Water safety tips to protect your children

Children screaming underwater in pool playfully

To all parents out there—please watch your children around water this summer. It’s a simple request because, as a parent myself, I was and still am always vigilant when it comes to my 12-year-old son and our pool. He knows how to swim, but my wife and I have to remind ourselves that anything could happen when he’s in that water. That’s why we’re always around him, watching him when he wants to go swimming.

Living in Arizona during the hot summer months means having to find relief after enduring blistering daytime and nighttime temperatures. As a product of the ‘70s, growing up in the ‘80s in Arizona myself, you almost never heard of a fatal drowning in the media. Parents at that time figured that swim lessons were the best defense against drowning or swimming in the kiddie area of the pool. You got into a pool, you cooled off, you had fun and that was it.

As time went on, you heard reports of young children being pulled out of swimming pools with almost tragic results. Children were drowning. Before you knew it, Arizona was being touted as having the highest rates of drowning victims because almost everybody has a pool. Sure, they’re beautiful to look at and serve as a great way to cool off in the summer. But having a pool comes with responsibility.

Water safety tips to prevent tragedy

Every year, Cardon Children’s Medical Center in Mesa and local agencies around Arizona team up to educate and bring awareness about drownings through their Water Safety Campaign.

“Drowning is the leading cause of injury death for children in Arizona, between the ages of 1 and 5 years,” said Tracey Fejt, registered nurse and injury prevention coordinator and outreach manager at Cardon Children’s Medical Center.

“What many people may not know is that there are twice as many fatal adult drownings as fatal child drownings, so it’s a danger to everyone.
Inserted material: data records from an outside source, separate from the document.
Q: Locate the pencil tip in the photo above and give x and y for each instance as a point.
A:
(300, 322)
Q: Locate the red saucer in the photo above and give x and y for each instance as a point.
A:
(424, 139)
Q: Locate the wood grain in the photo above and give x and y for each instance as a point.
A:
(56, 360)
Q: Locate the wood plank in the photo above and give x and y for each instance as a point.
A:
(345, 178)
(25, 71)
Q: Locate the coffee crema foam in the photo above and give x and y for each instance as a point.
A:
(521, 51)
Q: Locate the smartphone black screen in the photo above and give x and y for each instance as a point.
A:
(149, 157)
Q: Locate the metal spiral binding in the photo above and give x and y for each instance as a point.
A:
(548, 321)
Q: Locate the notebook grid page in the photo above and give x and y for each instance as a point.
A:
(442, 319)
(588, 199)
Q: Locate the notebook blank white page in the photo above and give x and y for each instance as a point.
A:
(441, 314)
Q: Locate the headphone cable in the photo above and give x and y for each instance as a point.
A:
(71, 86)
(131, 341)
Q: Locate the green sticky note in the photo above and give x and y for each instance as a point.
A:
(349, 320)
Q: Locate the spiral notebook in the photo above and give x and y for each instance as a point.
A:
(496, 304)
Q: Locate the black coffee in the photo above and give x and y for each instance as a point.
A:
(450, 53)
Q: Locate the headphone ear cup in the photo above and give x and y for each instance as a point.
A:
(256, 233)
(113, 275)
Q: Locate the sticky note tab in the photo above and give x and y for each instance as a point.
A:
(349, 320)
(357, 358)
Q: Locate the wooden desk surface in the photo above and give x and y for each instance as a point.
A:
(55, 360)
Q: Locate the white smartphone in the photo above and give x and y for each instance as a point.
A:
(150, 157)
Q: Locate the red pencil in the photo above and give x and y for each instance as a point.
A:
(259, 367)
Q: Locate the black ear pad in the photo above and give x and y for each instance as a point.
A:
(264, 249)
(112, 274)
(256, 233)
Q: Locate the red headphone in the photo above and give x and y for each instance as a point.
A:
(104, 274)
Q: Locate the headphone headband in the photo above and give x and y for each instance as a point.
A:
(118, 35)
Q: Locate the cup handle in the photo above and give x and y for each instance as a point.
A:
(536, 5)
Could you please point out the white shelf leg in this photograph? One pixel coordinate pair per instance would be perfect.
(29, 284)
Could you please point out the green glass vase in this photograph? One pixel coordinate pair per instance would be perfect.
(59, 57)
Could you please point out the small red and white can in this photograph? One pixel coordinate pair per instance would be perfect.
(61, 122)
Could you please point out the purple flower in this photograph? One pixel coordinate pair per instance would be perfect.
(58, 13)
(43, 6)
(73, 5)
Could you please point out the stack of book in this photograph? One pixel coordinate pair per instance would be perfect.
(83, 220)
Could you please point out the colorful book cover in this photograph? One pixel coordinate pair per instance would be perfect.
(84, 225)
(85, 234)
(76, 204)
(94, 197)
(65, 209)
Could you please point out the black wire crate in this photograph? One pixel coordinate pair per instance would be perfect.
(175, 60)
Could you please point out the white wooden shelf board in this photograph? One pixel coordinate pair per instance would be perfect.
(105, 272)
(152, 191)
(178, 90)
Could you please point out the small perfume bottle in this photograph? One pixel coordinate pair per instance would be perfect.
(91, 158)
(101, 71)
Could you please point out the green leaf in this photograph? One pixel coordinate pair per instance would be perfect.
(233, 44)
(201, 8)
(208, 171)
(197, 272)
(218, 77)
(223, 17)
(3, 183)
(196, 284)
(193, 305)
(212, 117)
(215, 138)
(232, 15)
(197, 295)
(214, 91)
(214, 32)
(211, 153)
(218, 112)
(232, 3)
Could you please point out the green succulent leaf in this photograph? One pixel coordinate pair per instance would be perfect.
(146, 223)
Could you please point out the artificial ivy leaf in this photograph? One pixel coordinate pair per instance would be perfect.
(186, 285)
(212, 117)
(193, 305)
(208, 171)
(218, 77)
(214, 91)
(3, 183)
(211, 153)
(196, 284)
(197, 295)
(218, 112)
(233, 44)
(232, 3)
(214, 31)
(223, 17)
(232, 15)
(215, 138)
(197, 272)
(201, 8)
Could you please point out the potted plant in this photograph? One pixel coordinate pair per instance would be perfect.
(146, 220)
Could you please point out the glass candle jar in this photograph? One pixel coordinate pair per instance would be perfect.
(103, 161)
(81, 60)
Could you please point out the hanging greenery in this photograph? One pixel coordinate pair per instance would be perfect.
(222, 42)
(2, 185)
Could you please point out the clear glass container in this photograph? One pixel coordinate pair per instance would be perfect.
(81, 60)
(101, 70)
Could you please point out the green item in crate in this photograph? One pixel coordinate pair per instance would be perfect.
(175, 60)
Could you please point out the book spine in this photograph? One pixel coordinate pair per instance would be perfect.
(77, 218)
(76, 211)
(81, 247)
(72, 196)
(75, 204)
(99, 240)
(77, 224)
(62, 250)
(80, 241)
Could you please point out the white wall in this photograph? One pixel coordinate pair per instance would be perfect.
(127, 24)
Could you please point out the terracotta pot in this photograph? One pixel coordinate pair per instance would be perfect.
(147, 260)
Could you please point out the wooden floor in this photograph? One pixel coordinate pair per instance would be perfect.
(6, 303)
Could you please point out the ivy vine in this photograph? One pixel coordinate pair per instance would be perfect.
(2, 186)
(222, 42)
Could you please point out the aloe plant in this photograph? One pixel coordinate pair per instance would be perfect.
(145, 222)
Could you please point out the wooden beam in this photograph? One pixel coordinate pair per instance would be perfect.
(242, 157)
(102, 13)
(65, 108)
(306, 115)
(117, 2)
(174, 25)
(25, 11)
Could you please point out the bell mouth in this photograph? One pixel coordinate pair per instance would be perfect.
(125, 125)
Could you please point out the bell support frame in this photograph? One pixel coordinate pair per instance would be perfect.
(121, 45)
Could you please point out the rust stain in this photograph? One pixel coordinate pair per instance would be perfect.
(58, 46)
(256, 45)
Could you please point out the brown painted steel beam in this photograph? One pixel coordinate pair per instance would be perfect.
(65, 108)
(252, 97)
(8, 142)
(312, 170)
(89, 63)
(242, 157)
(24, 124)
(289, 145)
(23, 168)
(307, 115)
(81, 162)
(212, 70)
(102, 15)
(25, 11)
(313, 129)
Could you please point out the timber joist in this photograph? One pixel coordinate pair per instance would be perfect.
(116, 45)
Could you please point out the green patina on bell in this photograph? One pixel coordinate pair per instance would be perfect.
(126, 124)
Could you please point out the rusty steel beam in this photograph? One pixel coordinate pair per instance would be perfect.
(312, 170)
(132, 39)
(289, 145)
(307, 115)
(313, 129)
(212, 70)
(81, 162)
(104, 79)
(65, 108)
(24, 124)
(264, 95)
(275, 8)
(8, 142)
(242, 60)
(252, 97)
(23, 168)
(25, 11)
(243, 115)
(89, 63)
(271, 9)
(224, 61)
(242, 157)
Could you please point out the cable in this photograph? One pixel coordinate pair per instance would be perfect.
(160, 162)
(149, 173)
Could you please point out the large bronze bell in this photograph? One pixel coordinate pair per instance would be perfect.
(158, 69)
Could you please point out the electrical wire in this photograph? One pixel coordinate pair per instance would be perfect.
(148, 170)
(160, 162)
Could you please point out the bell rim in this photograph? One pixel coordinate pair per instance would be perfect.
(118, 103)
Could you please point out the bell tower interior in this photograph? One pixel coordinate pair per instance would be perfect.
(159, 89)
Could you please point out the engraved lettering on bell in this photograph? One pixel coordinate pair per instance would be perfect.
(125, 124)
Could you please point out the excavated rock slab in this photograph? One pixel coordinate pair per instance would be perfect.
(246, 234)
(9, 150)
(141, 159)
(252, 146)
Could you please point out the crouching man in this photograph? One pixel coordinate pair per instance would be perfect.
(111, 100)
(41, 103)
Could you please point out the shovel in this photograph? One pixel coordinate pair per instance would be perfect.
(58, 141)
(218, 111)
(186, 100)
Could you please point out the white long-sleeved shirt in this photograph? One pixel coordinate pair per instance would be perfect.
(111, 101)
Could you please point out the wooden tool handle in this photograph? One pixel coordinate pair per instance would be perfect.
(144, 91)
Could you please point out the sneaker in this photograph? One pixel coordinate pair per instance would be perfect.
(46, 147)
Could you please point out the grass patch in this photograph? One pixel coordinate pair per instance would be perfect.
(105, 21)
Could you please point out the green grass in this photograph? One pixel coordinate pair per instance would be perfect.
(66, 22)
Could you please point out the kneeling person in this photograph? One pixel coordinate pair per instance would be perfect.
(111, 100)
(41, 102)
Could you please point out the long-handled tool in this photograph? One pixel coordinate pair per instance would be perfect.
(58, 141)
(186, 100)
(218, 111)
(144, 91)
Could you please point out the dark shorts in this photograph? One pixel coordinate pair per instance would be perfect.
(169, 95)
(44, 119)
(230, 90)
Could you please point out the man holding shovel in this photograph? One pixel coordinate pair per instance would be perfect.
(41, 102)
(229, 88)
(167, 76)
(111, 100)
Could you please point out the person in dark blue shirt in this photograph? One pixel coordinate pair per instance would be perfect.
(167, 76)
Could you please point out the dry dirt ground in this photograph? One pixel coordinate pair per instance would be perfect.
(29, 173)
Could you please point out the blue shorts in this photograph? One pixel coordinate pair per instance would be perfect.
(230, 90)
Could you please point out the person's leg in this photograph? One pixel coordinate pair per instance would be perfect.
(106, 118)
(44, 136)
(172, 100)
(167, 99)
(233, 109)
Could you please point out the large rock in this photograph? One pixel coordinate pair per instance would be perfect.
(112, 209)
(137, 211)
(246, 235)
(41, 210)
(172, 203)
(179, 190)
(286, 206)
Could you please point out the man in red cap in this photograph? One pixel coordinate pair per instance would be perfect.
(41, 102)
In 2016, Maricopa, Pinal and Pima counties reported 50 deaths. That’s a lot of drownings. If we can educate the public and remind them about water safety, hopefully we’ll see those numbers decrease.”

The Water Safety Campaign educates parents on ways to protect their children this summer through these simple tips:

  • Never leave a child unsupervised in or around water
  • Enroll your child in swimming lessons
  • Empty buckets and other containers that may hold water and store upside down
  • Surround pools and spas with a five-foot-high fence with a self-closing and self-latching gate
  • Close and lock toilet lids
  • Learn and practice CPR
  • Keep rescue equipment, a telephone and emergency numbers poolside
  • Wear a U.S. Coast Guard-approved life jackets when boating, near open bodies of water or when participating in water sports
  • Water wings, floaties and air-filled toys are not lifesaving devices
  • Feet first, first time when diving into the water

“Parents in Arizona have to remain vigilant all year round when it comes to the water,” Fejt said. “Having a pool means you’re at high risk of having an accident if one should occur. If your child goes to a friend’s house and they have a pool, it’s important to communicate with those parents and find out if they have safety precautions in place with their pool.”
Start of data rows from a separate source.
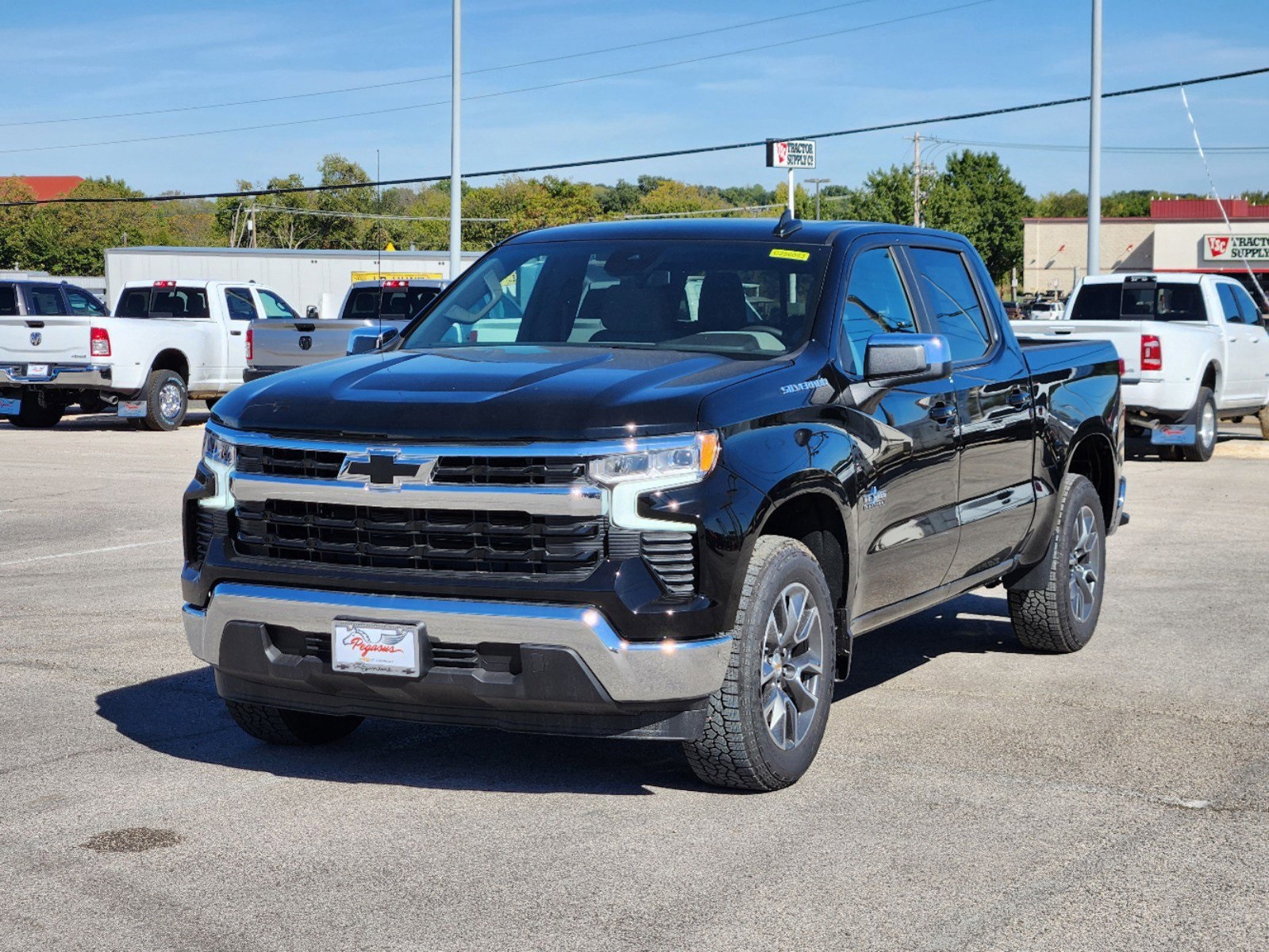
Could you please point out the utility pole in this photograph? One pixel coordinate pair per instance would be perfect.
(456, 181)
(917, 181)
(817, 183)
(1095, 146)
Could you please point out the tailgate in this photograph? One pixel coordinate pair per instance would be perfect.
(1126, 336)
(44, 340)
(298, 343)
Little girl at swimming pool

Take action in your community

Swimming Life RingAs a parent, you do everything in your power to protect your child. Sometimes we forget or become complacent that our children are old enough to think and do for themselves. Now that my son is entering the teen years, I’m guilty of sometimes thinking he’s old enough to get himself out of many situations without supervision. But, I have gotten into the routine of supervising him when he’s swimming even if I’m not in the pool with him. If he has a friend over, they’re not allowed in our backyard unless an adult is with them.
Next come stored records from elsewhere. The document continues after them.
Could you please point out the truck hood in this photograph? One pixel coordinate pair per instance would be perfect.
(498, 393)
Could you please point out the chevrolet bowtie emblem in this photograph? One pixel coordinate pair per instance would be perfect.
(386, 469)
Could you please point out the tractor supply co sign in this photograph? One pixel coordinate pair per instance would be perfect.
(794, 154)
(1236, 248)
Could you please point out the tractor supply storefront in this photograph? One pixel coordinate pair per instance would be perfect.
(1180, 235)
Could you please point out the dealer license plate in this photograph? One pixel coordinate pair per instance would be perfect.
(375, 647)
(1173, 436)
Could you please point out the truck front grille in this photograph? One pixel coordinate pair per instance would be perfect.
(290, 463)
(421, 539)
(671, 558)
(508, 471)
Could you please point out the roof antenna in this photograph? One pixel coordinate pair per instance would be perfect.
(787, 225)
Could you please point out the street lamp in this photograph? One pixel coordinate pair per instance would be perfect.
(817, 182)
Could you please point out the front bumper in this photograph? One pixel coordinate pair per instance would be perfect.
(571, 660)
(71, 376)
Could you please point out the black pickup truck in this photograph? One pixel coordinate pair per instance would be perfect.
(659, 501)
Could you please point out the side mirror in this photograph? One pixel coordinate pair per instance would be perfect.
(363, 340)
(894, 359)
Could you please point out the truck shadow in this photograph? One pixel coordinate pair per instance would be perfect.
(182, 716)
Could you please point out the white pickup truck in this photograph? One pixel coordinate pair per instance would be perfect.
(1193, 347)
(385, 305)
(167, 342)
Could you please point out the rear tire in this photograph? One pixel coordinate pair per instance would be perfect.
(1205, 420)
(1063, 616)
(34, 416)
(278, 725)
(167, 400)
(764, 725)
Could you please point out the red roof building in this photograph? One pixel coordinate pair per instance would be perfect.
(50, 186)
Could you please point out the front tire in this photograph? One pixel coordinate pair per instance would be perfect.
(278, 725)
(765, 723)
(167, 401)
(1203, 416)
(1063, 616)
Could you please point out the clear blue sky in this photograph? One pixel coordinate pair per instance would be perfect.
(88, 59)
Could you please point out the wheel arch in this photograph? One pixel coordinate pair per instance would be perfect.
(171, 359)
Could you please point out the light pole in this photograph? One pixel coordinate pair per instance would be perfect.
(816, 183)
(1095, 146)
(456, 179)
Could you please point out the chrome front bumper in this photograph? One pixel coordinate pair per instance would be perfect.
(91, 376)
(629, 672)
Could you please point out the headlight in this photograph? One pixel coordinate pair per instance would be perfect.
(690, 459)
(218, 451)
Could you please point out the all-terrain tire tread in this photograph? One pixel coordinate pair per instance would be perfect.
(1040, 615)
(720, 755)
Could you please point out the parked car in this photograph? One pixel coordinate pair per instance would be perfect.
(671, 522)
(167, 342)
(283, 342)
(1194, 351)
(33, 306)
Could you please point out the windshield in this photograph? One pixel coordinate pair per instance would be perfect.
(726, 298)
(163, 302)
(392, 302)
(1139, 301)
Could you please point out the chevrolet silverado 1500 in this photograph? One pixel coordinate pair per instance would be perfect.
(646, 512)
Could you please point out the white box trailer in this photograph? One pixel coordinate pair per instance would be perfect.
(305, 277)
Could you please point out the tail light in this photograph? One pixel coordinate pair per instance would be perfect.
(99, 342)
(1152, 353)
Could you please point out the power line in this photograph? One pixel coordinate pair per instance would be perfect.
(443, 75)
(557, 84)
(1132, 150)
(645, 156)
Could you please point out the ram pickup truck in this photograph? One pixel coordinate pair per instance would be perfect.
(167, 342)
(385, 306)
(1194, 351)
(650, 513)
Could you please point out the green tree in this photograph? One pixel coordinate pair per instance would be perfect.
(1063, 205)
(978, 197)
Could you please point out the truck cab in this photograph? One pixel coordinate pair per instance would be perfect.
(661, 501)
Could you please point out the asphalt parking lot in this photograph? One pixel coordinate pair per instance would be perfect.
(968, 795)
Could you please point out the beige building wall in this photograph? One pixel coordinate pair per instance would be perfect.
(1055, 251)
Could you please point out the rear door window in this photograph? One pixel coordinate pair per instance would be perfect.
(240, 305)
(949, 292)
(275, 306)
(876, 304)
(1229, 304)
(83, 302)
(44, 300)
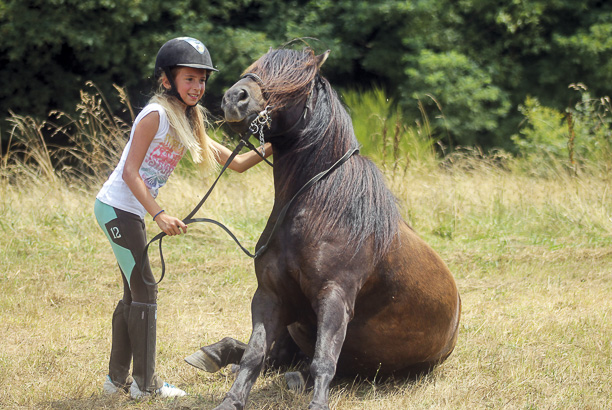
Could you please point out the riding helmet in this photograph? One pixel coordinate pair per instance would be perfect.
(183, 52)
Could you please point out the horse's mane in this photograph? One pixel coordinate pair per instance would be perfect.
(354, 197)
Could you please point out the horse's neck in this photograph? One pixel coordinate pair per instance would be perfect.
(292, 169)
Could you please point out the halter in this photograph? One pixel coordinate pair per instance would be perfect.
(263, 119)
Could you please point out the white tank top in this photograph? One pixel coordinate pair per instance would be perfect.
(161, 158)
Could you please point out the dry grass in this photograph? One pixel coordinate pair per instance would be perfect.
(532, 258)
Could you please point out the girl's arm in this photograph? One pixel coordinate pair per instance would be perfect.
(241, 162)
(143, 135)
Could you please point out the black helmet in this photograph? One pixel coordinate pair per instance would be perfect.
(183, 52)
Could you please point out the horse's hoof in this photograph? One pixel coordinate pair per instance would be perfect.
(203, 361)
(295, 381)
(229, 404)
(317, 406)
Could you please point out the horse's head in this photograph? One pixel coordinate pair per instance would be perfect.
(273, 92)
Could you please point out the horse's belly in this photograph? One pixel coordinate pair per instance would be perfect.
(393, 342)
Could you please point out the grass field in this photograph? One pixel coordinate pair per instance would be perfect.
(532, 258)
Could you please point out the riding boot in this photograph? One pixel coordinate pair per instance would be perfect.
(142, 327)
(121, 349)
(213, 357)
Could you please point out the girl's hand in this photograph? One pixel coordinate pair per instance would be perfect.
(170, 225)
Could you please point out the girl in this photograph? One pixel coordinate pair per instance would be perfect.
(165, 129)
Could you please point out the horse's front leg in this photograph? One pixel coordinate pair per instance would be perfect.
(267, 325)
(334, 310)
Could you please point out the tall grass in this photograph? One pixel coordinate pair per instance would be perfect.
(531, 253)
(384, 134)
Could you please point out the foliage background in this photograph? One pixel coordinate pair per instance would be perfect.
(474, 60)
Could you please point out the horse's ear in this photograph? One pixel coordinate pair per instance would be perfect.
(322, 58)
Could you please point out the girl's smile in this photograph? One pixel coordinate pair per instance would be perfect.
(190, 84)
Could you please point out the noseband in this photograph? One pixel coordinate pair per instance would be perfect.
(263, 119)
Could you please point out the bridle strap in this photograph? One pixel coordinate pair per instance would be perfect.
(260, 82)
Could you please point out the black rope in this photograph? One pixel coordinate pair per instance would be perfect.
(281, 216)
(187, 220)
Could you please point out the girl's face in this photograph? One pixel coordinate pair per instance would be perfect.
(190, 84)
Want to do something with your family, neighborhood, scout troop, club or sport team? Interested in rounding up a group to help try to spread the word about drowning prevention?

Make the Water Safety Campaign your own. Water safety kits are available to the public. Scout troops, neighborhood watch groups, clubs, school classrooms—any organization or individual can request kits to help get the word out about preventing child drowning.

Among the kit contents:

  • Lifeguard in Charge wrist tag
  • Information on how to keep kids safe around canals
  • Materials on how to choose a lifejacket

Contact (602) 230-CARE (2273) for a free kit and visit this website for tips and other information.

Having a pool in Arizona is great. But making sure you’re doing everything in the world to keep your child safe is priceless!